Felonies vs. Misdemeanors

For those of you who have been or are currently charged with a crime you might be wondering what is the difference between a misdemeanor and a felony in New York State.  The main distinction between the two lies with the penalty and the length of imprisonment.  In New York a crime is a misdemeanor if it is punishable by no more than a year in the county jail.  While a crime is a felony if it punishable by more than a year in a state prison.

Some crimes can be either a misdemeanor or a felony depending on the severity of the offense or some aggravating characteristic.  For example, you could punch someone in the face causing an injury and be arrested for misdemeanor assault, but if you hit that same person over the head with a beer bottle causing an injury you could be arrested for felony assault based on the use of a weapon.  Another example would be larceny.  You would be charged with misdemeanor petit larceny if you steal property and the value of the property is less than $1000.00.  However if you steal property and the value of the property exceeds $1000.00 you will be charged with felony grand larceny.

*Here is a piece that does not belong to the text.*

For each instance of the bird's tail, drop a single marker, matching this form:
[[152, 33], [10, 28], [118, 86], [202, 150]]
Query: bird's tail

The main similarity between a misdemeanor and a felony is that both are considered criminal convictions that will stay on your record indefinitely.  As of right now there is no expungement available in New York State.  So you could be convicted of a crime at the age of 19 and it will still be on your record 50 years later.  Further, a conviction of either crime can prevent you from owning a firearm or from working at schools or government agencies.

If you are facing criminal charges, whether it be a misdemeanor or a felony, you should speak with an experienced attorney.  An attorney can explain the penalties you could face if convicted of either crime.